A cheap portable platform is required in order to have optical manipulation reach its full potential. On-chip technology offers a great solution to this challenge. We focused on the Liquid-Core Anti-Resonant Reflecting Optical Waveguide (liquid-core ARROW) for our work. The ARROW is an ideal platform, which has anti-resonant layers which allow light to be guided in liquids, allowing for particles to easily be manipulated. It is manufactured using standard silicon manufacturing techniques making it easy to produce. The planner design makes it easy to integrate with other technologies.

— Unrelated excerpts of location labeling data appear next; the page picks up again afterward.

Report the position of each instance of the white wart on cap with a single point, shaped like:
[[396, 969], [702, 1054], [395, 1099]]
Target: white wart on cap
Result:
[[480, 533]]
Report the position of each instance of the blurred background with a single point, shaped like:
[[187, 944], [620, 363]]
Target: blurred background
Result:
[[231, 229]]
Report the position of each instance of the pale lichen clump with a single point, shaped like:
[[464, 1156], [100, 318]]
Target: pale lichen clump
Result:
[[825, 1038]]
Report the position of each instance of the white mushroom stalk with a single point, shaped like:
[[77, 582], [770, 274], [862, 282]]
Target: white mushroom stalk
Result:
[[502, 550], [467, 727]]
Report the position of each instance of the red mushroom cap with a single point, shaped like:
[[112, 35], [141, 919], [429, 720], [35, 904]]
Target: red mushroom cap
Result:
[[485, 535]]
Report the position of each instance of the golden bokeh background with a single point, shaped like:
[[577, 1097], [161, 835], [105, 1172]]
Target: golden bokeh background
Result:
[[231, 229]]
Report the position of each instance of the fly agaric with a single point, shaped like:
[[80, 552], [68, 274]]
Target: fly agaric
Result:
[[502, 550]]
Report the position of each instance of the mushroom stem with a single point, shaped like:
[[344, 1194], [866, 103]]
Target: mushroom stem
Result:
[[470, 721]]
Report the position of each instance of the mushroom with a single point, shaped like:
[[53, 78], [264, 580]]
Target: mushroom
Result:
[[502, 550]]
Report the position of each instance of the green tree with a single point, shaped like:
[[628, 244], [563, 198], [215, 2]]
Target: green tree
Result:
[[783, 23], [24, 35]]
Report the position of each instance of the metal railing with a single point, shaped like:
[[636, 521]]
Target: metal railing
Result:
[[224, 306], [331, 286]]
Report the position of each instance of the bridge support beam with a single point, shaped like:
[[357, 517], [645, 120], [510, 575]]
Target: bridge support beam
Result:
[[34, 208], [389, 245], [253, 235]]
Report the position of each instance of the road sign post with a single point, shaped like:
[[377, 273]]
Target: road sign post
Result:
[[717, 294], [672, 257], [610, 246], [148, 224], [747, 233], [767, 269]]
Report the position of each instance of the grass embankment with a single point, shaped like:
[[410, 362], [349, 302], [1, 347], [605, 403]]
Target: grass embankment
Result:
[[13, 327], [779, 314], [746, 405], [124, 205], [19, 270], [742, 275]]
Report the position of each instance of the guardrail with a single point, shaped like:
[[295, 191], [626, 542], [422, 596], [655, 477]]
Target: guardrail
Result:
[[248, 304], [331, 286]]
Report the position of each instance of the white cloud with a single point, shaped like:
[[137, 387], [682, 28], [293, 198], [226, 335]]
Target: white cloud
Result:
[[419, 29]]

Initially I worked to improve the ARROW chip by reducing the intersection losses and by reducing the fluorescence and background on the ARROW chip. The ARROW chip has already been used to trap and push particles along its channel but here I introduce several new methods of particle trapping and manipulation on the ARROW chip. Traditional two beam traps use two counter propagating beams. A trapping scheme that uses two orthogonal beams which counter to first instinct allow for trapping at their intersection is introduced. This scheme is thoroughly predicted and analyzed using realistic conditions. Simulations of this method were done using a program which looks at both the fluidics and optical sources to model complex situations. These simulations were also used to model and predict a sorting method which combines fluid flow with a single optical source to automatically sort dielectric particles by size in waveguide networks. These simulations were shown to be accurate when repeated on-chip. Lastly I introduce a particle trapping technique that uses Multimode Interference(MMI) patterns in order to trap multiple particles at once. The location of the traps can be adjusted as can the number of trapping location by changing the input wavelength. By changing the wavelength back and forth between two values this MMI can be used to pass a particle down the channel like a conveyor belt.